The World Health Organization reports that 1.1 billion people are at risk for noise-induced hearing loss, caused by exposure to intense sound levels from personal mp3 devices and noisy settings such as clubs, bars, concerts, and sporting events. An projected 26 million Americans already suffer from the condition.
If noise-induced hearing loss results from direct exposure to extreme sound levels, then what is deemed as excessive? It turns out that any sound higher than 85 decibels is potentially dangerous, and unfortunately, many of our routine activities expose us to sounds well above this threshold. An MP3 player at maximum volume, for example, reaches 105 decibels, and police sirens can hit 130.
So is hearing loss an unavoidable outcome of our over-amplified life? Not if you make the right choices, because it also happens that noise-induced hearing loss is 100% preventable.
Here are six ways you can save your hearing:
1. Use custom earplugs
The best way to prevent hearing loss is to stay away from loud noise completely.
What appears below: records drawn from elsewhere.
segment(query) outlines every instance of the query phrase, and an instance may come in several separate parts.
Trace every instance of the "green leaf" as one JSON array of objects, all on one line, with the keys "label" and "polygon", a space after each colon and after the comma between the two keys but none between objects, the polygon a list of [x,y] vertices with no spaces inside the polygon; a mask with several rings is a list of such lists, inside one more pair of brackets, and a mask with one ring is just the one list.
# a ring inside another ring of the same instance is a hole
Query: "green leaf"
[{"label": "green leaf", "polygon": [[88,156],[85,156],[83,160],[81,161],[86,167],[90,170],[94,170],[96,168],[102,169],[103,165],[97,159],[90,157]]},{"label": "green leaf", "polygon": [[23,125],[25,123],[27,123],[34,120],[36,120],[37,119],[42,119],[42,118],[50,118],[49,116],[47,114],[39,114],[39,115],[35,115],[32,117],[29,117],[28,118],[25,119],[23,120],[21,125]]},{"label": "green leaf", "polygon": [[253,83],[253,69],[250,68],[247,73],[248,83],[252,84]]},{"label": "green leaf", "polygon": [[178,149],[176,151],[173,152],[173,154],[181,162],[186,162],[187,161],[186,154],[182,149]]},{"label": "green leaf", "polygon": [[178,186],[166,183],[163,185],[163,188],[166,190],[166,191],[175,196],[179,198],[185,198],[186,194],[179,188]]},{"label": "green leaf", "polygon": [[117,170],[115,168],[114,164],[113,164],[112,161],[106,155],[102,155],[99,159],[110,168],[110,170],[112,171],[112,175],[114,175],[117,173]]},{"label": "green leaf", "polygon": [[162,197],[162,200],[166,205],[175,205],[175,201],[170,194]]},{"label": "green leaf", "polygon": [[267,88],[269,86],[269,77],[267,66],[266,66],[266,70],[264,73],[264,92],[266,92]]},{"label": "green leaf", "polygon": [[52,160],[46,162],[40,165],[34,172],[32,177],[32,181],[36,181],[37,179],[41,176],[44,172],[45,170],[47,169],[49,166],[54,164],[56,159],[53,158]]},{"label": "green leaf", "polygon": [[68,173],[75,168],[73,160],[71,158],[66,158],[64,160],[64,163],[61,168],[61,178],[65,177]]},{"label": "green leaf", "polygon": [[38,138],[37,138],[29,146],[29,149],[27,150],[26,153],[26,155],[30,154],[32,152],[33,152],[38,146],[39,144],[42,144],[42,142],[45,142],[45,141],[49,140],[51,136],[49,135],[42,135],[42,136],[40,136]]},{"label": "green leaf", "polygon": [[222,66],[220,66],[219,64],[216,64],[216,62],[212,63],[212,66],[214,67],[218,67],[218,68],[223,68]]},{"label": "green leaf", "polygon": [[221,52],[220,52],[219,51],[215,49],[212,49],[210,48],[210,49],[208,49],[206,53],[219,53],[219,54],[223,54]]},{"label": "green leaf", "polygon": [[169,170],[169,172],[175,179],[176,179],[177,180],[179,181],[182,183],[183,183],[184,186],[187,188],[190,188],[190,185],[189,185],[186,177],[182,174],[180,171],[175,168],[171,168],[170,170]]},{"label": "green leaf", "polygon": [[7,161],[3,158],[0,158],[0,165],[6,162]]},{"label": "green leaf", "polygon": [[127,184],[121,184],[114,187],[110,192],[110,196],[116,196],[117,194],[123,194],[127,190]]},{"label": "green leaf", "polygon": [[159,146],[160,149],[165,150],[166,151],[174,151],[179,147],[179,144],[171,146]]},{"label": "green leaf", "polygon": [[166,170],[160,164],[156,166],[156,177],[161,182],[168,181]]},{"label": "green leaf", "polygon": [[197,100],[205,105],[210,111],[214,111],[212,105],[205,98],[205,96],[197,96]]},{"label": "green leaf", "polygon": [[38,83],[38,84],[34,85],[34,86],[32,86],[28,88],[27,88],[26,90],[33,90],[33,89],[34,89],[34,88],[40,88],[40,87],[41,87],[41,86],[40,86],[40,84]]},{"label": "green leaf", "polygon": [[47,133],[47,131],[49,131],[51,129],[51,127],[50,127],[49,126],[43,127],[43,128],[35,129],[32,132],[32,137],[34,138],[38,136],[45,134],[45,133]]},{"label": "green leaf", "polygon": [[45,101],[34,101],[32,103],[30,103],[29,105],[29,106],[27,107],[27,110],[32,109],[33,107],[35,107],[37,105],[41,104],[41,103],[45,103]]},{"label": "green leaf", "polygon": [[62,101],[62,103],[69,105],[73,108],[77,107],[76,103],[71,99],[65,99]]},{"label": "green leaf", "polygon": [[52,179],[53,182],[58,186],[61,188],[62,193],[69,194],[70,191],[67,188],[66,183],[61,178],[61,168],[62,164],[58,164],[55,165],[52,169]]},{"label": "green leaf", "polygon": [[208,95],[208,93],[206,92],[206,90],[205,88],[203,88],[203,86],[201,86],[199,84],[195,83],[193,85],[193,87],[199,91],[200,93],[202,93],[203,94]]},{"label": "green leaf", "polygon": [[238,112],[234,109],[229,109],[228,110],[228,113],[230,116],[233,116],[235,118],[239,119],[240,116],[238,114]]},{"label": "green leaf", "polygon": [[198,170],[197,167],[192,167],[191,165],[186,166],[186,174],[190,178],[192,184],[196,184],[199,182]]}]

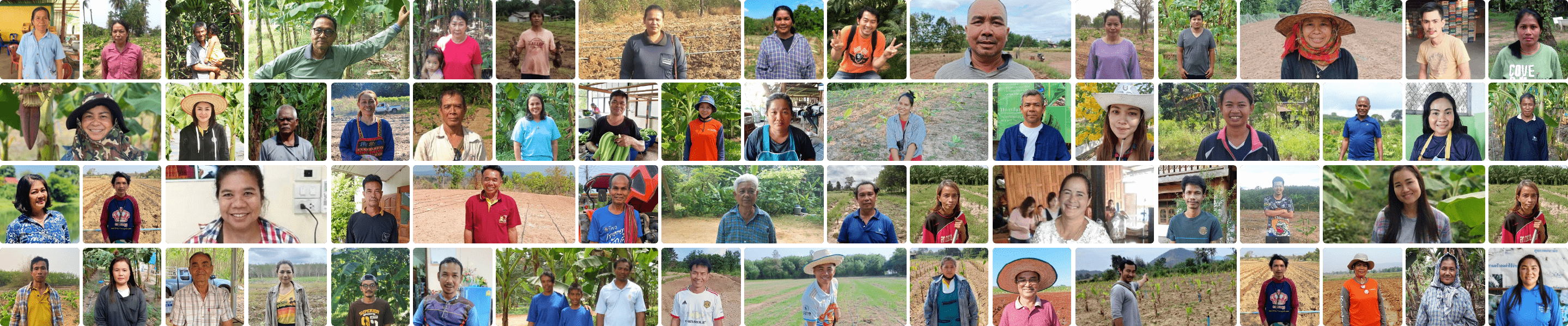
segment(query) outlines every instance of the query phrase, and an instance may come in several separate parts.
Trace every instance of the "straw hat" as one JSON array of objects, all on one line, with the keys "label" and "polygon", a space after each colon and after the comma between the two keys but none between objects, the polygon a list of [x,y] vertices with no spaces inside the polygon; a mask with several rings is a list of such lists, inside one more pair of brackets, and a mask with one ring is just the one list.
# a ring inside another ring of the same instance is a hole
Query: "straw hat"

Of course, for most people that would entail leaving their jobs and ditching their plans to see their favorite band perform live in concert.
But don’t worry, you don’t have to live like a recluse to spare your hearing. If you’re subjected to loud sounds at work, or if you plan on going to a live concert, rather than avoiding the noise you can reduce its volume with earplugs. One approach is to pick up a low cost pair of foam earplugs at the convenience store, recognizing that they will likely create muffled sound. There is a better option.
Today, a variety of custom earplugs are obtainable that fit comfortably in the ear. Custom earplugs are formed to the contours of your ear for maximum comfort, and they feature advanced electronics that decrease sound volume uniformly across frequencies so that music and speech can be heard clearly and naturally. Contact your local hearing specialist for more information.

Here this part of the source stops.